Enfin, et pour certains le « scoop » est là, vous comprendrez que mes propos prennent une teneur particulière avec l’information suivante : Marie Claude a décidé d’arrêter ses activités de directrice générale de Calade.

Je ne vais pas m’étendre sur la situation particulière que représente le départ de la créatrice et animatrice d’une structure telle que Calade. J’ai connu au demeurant mais dans d’autres circonstances, le sentiment que cela peut représenter pour elle à titre personnel, et les conséquences possibles, mais c’est son choix, elle vous exposera ses motifs si elle le veut bien à l’issu de mon propos.

Ainsi, bien que ce ne soit pas le seul motif de réorganisation de Calade, vous comprendrez que celui-ci est quand même de taille.

Calade continuera, avec Stéphan Jannez et Sophie Almuneau comme cadres, et son actuel conseil d’administration au moment du départ de Marie Claude mi-août  2017.

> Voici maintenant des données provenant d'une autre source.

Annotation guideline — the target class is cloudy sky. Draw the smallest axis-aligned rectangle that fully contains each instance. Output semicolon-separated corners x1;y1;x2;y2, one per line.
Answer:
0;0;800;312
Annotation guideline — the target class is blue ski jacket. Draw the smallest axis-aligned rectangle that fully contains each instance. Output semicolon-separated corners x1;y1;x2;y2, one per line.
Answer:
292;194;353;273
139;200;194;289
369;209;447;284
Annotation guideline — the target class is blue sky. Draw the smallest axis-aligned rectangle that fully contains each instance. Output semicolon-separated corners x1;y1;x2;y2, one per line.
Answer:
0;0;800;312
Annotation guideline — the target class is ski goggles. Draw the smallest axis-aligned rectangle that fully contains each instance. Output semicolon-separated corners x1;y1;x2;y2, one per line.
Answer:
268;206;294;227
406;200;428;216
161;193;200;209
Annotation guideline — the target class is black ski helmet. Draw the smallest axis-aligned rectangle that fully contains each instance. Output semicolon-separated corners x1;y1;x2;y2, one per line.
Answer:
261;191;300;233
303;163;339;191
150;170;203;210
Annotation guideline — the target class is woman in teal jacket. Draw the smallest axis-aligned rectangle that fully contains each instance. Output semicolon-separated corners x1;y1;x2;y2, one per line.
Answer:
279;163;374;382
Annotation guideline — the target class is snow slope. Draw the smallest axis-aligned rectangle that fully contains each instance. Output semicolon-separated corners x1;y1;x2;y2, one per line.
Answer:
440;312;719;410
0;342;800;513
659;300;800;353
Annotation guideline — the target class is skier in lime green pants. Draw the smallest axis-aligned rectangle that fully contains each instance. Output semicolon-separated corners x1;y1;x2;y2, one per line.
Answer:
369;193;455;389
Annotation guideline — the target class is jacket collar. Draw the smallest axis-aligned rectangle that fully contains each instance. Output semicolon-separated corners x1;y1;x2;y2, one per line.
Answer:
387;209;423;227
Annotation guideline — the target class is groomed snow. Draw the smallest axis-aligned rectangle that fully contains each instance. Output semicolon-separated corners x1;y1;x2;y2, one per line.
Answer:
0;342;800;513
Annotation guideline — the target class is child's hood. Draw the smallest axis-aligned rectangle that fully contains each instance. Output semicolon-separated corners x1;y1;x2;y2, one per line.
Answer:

Au sortir de ces 20 ans d’existence, je tiens à remercier TOUT le personnel de Calade qui est d’ores et déjà dans la dynamique du changement annoncé ainsi que ses bénévoles, véritable trésor humain que beaucoup nous envient.

Nos partenaires ont eux aussi bien saisi les enjeux, d’ailleurs leurs défis en ces contextes de restrictions budgétaires et de bouleversements politiques sont importants aussi. Nous trouverons ensemble des solutions car le vivre ensemble est dans les gênes de Calade et ce n’est pas la moindre des compétences que nous avons à offrir au territoire.